NELF filed an amicus brief on its own behalf and on behalf of the National Association of Industrial and Office Properties (“NAIOP”), supporting the defendant landlord’s argument against a departure in this case from the common law rule in the commercial lease context. In its brief, NELF pointed out the fundamental difference between commercial and residential leases, emphasizing the importance of preserving the parties’ freedom to contract and allocate risks in the business context. NELF argued that the reasons which led to greater protection for residential tenants (a trend which paralleled the growth of consumer protection law), such as concerns about unequal bargaining power and vulnerability, do not apply in the business context, even where a small business is involved. Unlike a residential lease, a commercial lease is basically a business contract, typically negotiated at arm’s length between parties of relatively equal bargaining power who are often represented by counsel, as was the business tenant in this case. NELF also argued that, unlike residential tenants, businesses have a strong incentive to maintain a safe and productive workplace, to avoid disruption of the flow of business, and to minimize workers’ compensation liability.  For these reasons, NELF argued that this case does not justify a departure by the SJC from the common law rule upon which every existing commercial lease in the Commonwealth is based.  
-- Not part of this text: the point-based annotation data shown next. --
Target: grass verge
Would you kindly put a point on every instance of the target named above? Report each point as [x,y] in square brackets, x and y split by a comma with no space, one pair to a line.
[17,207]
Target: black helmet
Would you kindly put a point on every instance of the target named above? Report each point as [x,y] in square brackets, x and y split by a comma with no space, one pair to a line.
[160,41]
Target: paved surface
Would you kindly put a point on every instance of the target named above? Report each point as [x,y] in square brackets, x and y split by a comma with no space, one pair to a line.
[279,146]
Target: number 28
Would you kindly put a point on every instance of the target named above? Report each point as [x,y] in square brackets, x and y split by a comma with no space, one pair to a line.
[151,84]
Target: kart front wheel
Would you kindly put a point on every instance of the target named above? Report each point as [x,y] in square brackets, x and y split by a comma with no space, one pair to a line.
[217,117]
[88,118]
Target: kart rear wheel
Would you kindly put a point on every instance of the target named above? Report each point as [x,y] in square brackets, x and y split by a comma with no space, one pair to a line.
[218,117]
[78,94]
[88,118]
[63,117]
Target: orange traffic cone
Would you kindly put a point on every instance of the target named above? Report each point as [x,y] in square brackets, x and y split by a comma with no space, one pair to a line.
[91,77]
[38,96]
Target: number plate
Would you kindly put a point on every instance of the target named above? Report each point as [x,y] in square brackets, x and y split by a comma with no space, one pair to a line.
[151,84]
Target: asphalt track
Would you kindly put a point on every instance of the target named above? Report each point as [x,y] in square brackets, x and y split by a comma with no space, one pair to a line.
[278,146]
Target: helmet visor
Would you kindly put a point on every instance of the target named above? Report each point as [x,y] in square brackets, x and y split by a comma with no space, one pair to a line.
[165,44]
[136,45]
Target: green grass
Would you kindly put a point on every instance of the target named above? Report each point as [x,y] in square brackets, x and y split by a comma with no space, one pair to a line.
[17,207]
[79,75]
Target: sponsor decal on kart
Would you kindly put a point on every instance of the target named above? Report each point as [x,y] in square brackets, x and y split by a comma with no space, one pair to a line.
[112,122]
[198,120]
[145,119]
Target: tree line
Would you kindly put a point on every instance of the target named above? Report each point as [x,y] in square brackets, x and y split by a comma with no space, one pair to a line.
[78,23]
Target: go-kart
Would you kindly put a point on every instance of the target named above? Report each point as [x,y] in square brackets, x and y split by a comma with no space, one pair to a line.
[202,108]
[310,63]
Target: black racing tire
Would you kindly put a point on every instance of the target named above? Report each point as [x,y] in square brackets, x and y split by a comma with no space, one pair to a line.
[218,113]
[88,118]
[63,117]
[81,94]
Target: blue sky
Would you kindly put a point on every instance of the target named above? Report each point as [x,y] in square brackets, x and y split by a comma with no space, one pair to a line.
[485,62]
The SJC agreed with NELF’s position, adopting many of NELF’s arguments that distinguish residential from business tenants, regardless of the size of the business, and declined to extend Young v. Garwacki to commercial leases.  As the Court, agreeing with NELF, observed: “[T]he bargaining power of commercial tenants at the lease drafting stage is ordinarily greater than that of residential tenants . . . [and] [e]ven a small commercial tenant . . . would have an incentive to make repairs, for example, to avoid workers’ compensation claims and to maintain an orderly and productive business without injuries to employees or customers.”